Mon collègue a posé une excellente question. Je souhaite travailler avec lui et avec les autres membres du comité pour examiner cela, afin de nous assurer que les choses fonctionnent très bien en pratique.
Voir le profil de Raquel Dancho
PCC (MB)
Voir le profil de Raquel Dancho
2023-09-20 16:30 [p.16752]
Monsieur le Président, j'aimerais poser une question sur une remarque faite par le ministre de la Justice lors de son intervention. Il a reproché au gouvernement Harper d’avoir présenté une mesure législative qu'il a qualifiée d'inconstitutionnelle. Or, il se trouve que tous les partis à la Chambre ont appuyé à l’unanimité le projet de loi du gouvernement Harper en 2011, y compris le Parti libéral. Je crois qu'il y avait une raison pour cet appui unanime. C'est parce que, avant que le registre soit obligatoire, quand seuls les juges avaient le pouvoir discrétionnaire d'inscrire un délinquant sexuel au registre, moins de 50 % des délinquants sexuels y avaient été inscrits, comme le ministre le sait, j'en suis sûre. Cela compromettait l'efficacité du registre.
Je me demande si le ministre pourrait nous dire s'il craint qu'on se retrouve dans la même situation, alors que c'était la raison pour laquelle tous les partis avaient appuyé le projet de loi du gouvernement Harper en 2011.
Voir le profil de Raquel Dancho
PCC (MB)
Voir le profil de Raquel Dancho
2023-09-20 16:33 [p.16752]
Monsieur le Président, je prends la parole aujourd'hui au sujet d'une question plutôt difficile. Je parle des délinquants sexuels et, bien sûr, lorsque l'on parle des délinquants sexuels, il est principalement question des personnes très vulnérables qu'ils agressent, des vies qu'ils ruinent, ainsi que des enfants et des femmes qu'ils violent. Nous savons qu'il s'agit principalement d'un problème qui touche les femmes et les enfants.
Malheureusement, au cours des huit dernières années sous le gouvernement libéral, le nombre d'agressions sexuelles a augmenté de 71 %, et le nombre de crimes sexuels contre des enfants, de 126 %. C'est ce qui s'est passé au cours des huit dernières années. Sous la gouverne du premier ministre libéral, le nombre de crimes sexuels contre des enfants a augmenté de 126 %.
Le projet de loi S‑12, qui provient du Sénat, concerne le registre des délinquants sexuels. Je pense que tout le monde est conscient de la gravité de la situation, mais, lorsque l'on parle de cette question, on parle vraiment de personnes très vulnérables qui ont été violées de la manière la plus horrible qui soit. C'est pour cette raison que le registre des délinquants sexuels a été créé et qu'il faut accorder une attention particulière à ce projet de loi afin de garantir que le système judiciaire reste au service de ceux qui en ont le plus besoin. Bien sûr, il s'agit des personnes les plus vulnérables, en particulier les femmes et les enfants qui ont été violés.

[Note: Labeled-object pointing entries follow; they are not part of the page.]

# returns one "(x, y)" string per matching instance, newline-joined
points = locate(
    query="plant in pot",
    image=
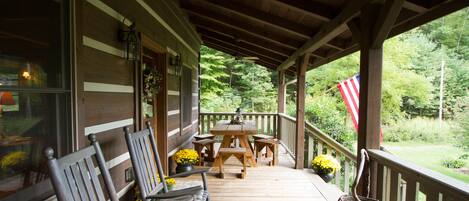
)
(325, 166)
(170, 183)
(185, 158)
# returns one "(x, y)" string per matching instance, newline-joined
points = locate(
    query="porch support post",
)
(281, 92)
(300, 111)
(369, 117)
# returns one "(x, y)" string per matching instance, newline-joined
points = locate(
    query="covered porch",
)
(318, 37)
(263, 182)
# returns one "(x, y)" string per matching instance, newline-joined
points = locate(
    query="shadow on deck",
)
(264, 182)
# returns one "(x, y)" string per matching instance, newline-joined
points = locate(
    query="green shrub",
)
(462, 129)
(322, 112)
(453, 163)
(464, 156)
(417, 129)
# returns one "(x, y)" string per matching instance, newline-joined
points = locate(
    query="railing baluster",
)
(346, 177)
(380, 183)
(337, 173)
(411, 189)
(275, 130)
(209, 122)
(201, 123)
(263, 124)
(310, 149)
(319, 148)
(269, 131)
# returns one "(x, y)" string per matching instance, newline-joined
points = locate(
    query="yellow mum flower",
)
(186, 156)
(169, 181)
(325, 164)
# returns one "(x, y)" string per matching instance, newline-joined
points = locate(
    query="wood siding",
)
(100, 63)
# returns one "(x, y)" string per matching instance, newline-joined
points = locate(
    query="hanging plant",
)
(151, 82)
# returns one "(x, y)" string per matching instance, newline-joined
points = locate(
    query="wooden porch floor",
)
(263, 182)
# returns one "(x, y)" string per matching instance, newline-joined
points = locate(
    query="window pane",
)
(29, 122)
(31, 44)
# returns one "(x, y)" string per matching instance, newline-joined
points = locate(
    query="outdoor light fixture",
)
(26, 75)
(129, 35)
(175, 62)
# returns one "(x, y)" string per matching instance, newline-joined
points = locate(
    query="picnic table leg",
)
(243, 139)
(224, 144)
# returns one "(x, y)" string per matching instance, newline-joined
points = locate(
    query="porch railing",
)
(396, 179)
(317, 142)
(401, 180)
(266, 122)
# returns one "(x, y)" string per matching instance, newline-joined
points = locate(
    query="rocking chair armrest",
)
(177, 193)
(188, 173)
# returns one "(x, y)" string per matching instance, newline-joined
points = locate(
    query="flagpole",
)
(442, 74)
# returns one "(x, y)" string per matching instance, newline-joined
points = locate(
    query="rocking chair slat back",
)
(74, 176)
(144, 157)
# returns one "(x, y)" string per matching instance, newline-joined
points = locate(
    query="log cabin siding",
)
(100, 59)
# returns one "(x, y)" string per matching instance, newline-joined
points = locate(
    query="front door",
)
(153, 94)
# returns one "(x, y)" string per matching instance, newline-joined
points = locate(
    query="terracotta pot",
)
(327, 177)
(180, 168)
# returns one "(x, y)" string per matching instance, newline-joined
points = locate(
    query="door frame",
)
(161, 103)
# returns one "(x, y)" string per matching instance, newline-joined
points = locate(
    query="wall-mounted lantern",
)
(129, 35)
(176, 64)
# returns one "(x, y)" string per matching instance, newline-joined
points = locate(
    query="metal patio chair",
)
(74, 176)
(147, 168)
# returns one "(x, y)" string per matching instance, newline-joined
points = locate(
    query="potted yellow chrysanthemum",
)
(325, 166)
(185, 158)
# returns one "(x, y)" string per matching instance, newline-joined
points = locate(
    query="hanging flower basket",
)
(151, 83)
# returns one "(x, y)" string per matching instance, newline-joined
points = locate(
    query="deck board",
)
(264, 182)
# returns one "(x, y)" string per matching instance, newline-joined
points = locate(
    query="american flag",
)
(350, 92)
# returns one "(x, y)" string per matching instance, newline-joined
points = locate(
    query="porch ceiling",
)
(278, 31)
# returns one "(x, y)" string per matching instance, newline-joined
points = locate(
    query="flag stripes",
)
(350, 91)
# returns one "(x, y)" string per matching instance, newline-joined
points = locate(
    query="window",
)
(186, 88)
(34, 93)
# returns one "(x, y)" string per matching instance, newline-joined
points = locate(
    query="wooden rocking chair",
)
(144, 157)
(74, 177)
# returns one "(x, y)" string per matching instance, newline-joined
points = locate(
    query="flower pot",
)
(170, 187)
(327, 177)
(183, 168)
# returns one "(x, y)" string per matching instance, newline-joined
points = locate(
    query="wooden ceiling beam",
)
(249, 41)
(263, 17)
(243, 45)
(417, 6)
(240, 48)
(245, 37)
(237, 49)
(234, 53)
(334, 56)
(314, 9)
(327, 32)
(242, 26)
(387, 17)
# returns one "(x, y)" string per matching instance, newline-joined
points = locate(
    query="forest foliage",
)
(410, 89)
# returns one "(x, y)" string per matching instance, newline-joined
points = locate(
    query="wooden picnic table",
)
(239, 131)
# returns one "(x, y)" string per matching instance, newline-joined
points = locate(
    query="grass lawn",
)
(429, 156)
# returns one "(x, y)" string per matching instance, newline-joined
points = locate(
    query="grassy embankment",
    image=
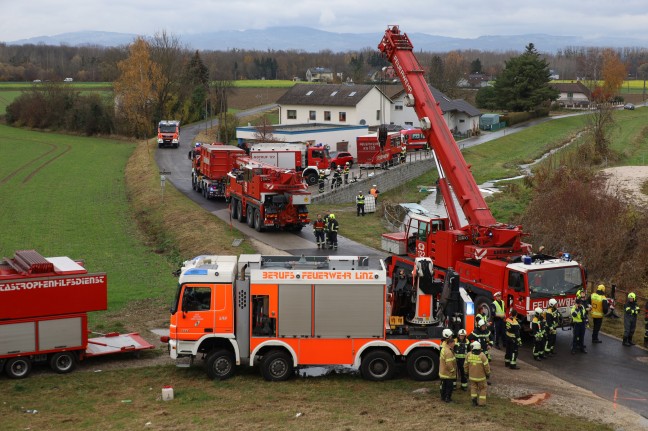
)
(130, 399)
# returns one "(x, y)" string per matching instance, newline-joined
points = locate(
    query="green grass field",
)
(65, 196)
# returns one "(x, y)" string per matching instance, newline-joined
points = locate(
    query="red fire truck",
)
(169, 133)
(307, 159)
(210, 167)
(488, 256)
(370, 155)
(283, 312)
(267, 196)
(43, 314)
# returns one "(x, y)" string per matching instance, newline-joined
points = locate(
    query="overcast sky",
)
(454, 18)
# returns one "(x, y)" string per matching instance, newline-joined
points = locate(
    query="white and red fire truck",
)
(283, 312)
(169, 133)
(43, 314)
(488, 256)
(267, 196)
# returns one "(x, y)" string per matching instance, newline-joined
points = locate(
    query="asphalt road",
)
(176, 166)
(610, 370)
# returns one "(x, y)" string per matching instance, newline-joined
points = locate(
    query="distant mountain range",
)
(312, 40)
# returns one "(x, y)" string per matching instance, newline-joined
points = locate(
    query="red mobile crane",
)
(267, 195)
(488, 256)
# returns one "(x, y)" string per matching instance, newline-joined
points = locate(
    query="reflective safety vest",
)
(499, 309)
(578, 315)
(597, 305)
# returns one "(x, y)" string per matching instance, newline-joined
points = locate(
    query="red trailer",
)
(210, 169)
(43, 308)
(370, 155)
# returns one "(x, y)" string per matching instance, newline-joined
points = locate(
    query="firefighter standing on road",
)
(320, 181)
(631, 311)
(360, 204)
(499, 317)
(552, 316)
(478, 370)
(537, 331)
(513, 341)
(579, 318)
(333, 227)
(599, 304)
(461, 349)
(318, 227)
(482, 335)
(447, 369)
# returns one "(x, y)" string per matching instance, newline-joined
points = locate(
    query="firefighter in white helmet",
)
(478, 370)
(537, 332)
(462, 347)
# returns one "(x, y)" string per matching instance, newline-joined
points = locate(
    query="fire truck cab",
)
(283, 312)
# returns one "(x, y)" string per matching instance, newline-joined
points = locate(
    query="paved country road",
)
(614, 372)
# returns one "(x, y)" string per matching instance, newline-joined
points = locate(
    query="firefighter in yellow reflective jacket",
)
(462, 347)
(447, 369)
(478, 371)
(537, 331)
(631, 311)
(513, 341)
(598, 301)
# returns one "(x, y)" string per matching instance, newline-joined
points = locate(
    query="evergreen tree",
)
(523, 85)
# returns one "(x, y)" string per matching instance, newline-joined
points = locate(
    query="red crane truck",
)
(283, 312)
(308, 159)
(43, 314)
(210, 168)
(370, 155)
(267, 196)
(488, 256)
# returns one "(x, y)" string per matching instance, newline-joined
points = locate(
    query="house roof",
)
(571, 87)
(448, 105)
(325, 95)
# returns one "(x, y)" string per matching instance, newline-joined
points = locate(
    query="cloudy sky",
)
(455, 18)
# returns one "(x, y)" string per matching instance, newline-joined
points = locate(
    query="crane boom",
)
(398, 49)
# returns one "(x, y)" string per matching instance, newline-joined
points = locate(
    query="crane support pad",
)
(116, 343)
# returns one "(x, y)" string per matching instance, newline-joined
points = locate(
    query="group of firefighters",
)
(326, 230)
(468, 358)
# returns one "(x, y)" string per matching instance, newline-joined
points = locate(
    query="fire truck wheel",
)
(277, 366)
(240, 213)
(258, 224)
(377, 366)
(220, 364)
(423, 364)
(63, 362)
(18, 368)
(234, 208)
(250, 216)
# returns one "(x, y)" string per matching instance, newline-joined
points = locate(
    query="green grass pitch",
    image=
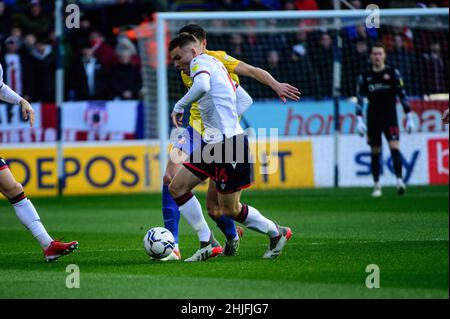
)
(337, 233)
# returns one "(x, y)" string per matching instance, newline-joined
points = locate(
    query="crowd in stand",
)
(102, 61)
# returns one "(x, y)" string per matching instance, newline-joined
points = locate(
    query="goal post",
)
(278, 32)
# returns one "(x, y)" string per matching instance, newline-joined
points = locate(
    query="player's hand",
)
(445, 116)
(361, 126)
(177, 118)
(27, 111)
(410, 126)
(286, 91)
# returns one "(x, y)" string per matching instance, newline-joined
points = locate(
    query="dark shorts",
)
(227, 163)
(377, 127)
(188, 140)
(3, 164)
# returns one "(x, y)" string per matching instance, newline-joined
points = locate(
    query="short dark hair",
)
(181, 41)
(195, 30)
(378, 45)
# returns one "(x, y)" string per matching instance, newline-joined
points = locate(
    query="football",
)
(159, 242)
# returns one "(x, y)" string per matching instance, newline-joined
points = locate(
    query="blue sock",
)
(227, 226)
(171, 214)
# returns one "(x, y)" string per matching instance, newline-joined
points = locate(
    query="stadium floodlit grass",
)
(337, 233)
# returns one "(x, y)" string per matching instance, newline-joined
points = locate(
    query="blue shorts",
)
(188, 140)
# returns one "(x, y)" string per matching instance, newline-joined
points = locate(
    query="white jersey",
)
(217, 106)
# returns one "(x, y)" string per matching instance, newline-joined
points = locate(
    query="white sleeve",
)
(6, 94)
(243, 100)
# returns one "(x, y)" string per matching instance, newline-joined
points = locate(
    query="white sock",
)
(27, 214)
(256, 221)
(192, 212)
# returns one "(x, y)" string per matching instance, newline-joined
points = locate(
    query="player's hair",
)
(181, 41)
(194, 29)
(378, 45)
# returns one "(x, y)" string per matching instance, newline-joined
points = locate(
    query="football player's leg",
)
(394, 146)
(250, 217)
(396, 157)
(23, 207)
(374, 140)
(180, 188)
(225, 223)
(171, 214)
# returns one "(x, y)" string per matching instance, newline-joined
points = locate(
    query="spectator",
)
(322, 58)
(289, 5)
(300, 72)
(88, 78)
(436, 70)
(13, 65)
(125, 44)
(260, 5)
(35, 21)
(103, 51)
(43, 72)
(125, 78)
(306, 5)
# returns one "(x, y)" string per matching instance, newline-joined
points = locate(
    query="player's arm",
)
(401, 93)
(9, 96)
(283, 90)
(243, 100)
(360, 94)
(200, 86)
(445, 116)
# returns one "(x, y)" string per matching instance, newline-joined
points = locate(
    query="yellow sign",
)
(122, 168)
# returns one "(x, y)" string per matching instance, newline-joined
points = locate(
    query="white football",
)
(159, 242)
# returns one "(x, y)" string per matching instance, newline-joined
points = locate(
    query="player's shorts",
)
(377, 127)
(188, 140)
(3, 164)
(230, 168)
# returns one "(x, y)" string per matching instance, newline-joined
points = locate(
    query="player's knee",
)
(12, 190)
(176, 190)
(229, 210)
(167, 179)
(394, 146)
(213, 210)
(376, 150)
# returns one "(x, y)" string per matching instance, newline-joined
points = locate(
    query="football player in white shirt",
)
(216, 158)
(13, 191)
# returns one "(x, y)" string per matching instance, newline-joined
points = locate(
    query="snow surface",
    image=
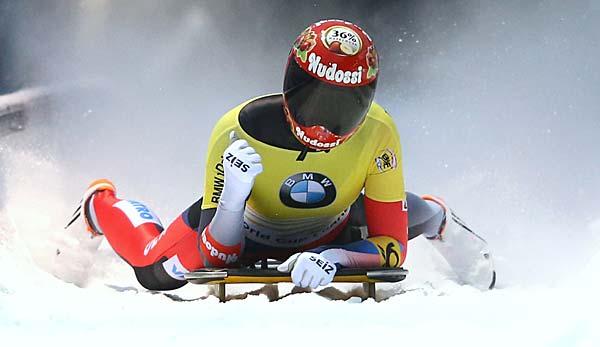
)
(61, 287)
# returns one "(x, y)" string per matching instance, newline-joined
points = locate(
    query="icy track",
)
(61, 288)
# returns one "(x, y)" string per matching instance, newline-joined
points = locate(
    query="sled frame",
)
(265, 275)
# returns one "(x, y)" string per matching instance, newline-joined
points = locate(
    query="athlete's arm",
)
(385, 209)
(231, 168)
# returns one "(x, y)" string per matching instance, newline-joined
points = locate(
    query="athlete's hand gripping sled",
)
(266, 272)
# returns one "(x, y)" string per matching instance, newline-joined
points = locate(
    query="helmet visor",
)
(313, 102)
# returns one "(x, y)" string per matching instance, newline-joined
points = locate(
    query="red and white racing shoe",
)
(466, 252)
(89, 217)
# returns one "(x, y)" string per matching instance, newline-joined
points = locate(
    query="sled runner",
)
(265, 272)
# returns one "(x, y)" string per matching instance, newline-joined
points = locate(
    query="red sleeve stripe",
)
(387, 219)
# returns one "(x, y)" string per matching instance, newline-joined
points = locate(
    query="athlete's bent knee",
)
(154, 277)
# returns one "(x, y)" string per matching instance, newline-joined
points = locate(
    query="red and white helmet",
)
(329, 84)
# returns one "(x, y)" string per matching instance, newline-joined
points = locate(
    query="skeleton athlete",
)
(312, 176)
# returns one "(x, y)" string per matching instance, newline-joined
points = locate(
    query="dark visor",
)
(313, 102)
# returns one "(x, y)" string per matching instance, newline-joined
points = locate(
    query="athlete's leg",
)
(424, 217)
(159, 258)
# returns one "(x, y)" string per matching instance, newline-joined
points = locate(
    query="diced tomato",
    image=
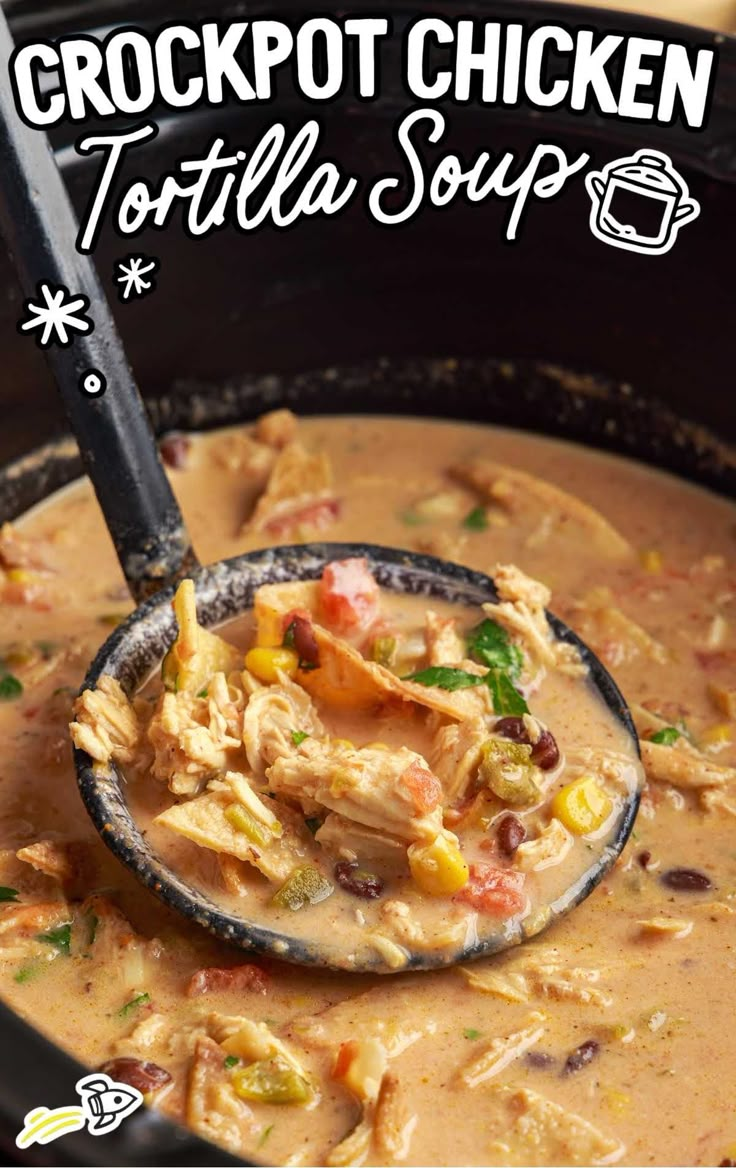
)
(346, 1054)
(317, 515)
(241, 977)
(423, 786)
(495, 891)
(349, 595)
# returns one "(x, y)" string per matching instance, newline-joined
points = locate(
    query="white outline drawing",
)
(646, 174)
(105, 1104)
(130, 273)
(58, 313)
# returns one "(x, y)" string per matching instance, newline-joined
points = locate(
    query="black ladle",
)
(154, 550)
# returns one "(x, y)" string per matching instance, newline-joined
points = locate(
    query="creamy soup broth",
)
(605, 1038)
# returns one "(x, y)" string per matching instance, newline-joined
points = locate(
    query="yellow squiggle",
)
(43, 1125)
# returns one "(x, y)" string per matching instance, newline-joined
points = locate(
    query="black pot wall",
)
(344, 291)
(238, 319)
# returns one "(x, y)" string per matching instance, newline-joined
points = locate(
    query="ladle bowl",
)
(226, 591)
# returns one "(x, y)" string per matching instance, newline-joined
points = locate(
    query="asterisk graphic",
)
(57, 313)
(130, 273)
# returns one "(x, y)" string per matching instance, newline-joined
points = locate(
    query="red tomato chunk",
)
(495, 891)
(423, 786)
(240, 977)
(348, 595)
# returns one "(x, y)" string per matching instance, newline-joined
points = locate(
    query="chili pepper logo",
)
(104, 1105)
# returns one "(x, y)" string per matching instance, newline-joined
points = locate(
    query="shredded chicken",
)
(105, 723)
(521, 611)
(363, 785)
(194, 738)
(533, 1131)
(271, 717)
(550, 847)
(519, 493)
(297, 480)
(213, 1109)
(502, 1052)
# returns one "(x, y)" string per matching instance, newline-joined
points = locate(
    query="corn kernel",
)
(438, 868)
(651, 560)
(719, 735)
(20, 576)
(582, 806)
(265, 664)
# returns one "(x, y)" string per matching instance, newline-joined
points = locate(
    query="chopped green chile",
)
(476, 520)
(666, 737)
(305, 885)
(242, 820)
(11, 688)
(383, 651)
(271, 1080)
(60, 938)
(507, 770)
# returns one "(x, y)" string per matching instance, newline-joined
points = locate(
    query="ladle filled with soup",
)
(573, 1048)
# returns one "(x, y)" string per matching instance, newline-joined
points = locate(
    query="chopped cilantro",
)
(506, 697)
(476, 520)
(490, 645)
(666, 737)
(60, 938)
(133, 1005)
(445, 678)
(9, 688)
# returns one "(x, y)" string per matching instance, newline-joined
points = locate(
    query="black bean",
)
(175, 450)
(539, 1059)
(137, 1072)
(509, 833)
(581, 1057)
(544, 752)
(686, 880)
(359, 883)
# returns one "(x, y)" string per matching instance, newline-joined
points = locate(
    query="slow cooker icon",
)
(639, 203)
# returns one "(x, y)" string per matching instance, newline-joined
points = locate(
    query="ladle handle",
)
(117, 446)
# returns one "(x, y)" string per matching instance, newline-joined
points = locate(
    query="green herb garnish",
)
(60, 938)
(666, 737)
(445, 678)
(476, 520)
(133, 1005)
(9, 688)
(506, 697)
(490, 645)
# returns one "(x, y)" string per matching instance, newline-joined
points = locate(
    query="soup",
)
(574, 1048)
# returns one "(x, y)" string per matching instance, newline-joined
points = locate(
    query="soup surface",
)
(605, 1038)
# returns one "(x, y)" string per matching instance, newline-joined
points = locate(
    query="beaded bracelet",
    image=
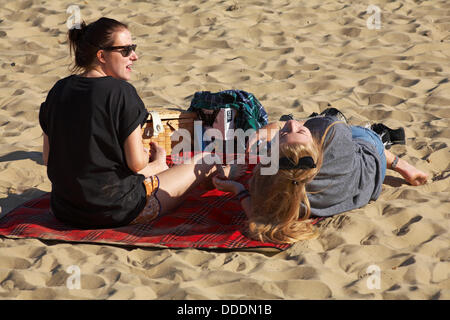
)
(243, 194)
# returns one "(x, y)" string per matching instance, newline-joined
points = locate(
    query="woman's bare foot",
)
(410, 173)
(234, 171)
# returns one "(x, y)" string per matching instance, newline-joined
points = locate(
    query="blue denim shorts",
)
(370, 136)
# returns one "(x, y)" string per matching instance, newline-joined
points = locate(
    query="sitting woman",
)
(326, 167)
(100, 172)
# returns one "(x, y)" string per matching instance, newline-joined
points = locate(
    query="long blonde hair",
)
(280, 206)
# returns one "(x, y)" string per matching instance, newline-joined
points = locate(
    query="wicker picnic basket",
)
(161, 124)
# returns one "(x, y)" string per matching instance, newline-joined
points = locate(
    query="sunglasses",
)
(124, 50)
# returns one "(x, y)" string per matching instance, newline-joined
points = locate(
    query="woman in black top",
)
(100, 172)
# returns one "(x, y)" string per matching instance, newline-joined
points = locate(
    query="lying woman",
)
(326, 167)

Je demande le consentement unanime de la Chambre, que j'espère obtenir, pour partager mon temps de parole avec le député de Kamloops—Thompson—Cariboo. Il apportera une contribution remarquable au débat, alors je demande le consentement unanime pour partager mon temps de parole.
Voir le profil de Raquel Dancho
PCC (MB)
Voir le profil de Raquel Dancho
2023-09-20 16:34 [p.16752]
Monsieur le Président, nous parlons du fait que les décisions que nous prenons ont un poids incroyable. Nous savons que la plupart des lois que nous adoptons au Parlement ont beaucoup de poids, mais je pense qu'il faut accorder une attention particulière aux enjeux comme celui-ci. Je pense que tous les partis le feront, mais nous avons quelques inquiétudes. J'en soulignerai quelques-unes dans mes observations d'aujourd'hui.
Au bout du compte, nous parlons du projet de loi S‑12 qui modifierait évidemment le Code criminel et apporterait notamment des changements à la Loi sur l'enregistrement de renseignements sur les délinquants sexuels. Je vais fournir quelques renseignements pour expliquer comment nous en sommes arrivés là, donner l'historique de cette question au Canada et expliquer pourquoi il était si important que ce registre soit mis en place au départ.
La Loi sur l'enregistrement de renseignements sur les délinquants sexuels, la LERDS, a été adoptée pour la première fois par le gouvernement libéral de Paul Martin en 2004. Elle avait obtenu le soutien de l'ensemble des partis, comme cela arrive de temps en temps lorsque la gravité de l'enjeu est particulièrement importante. Il est encourageant de constater qu'il arrive parfois que tous les partis parviennent à s'entendre.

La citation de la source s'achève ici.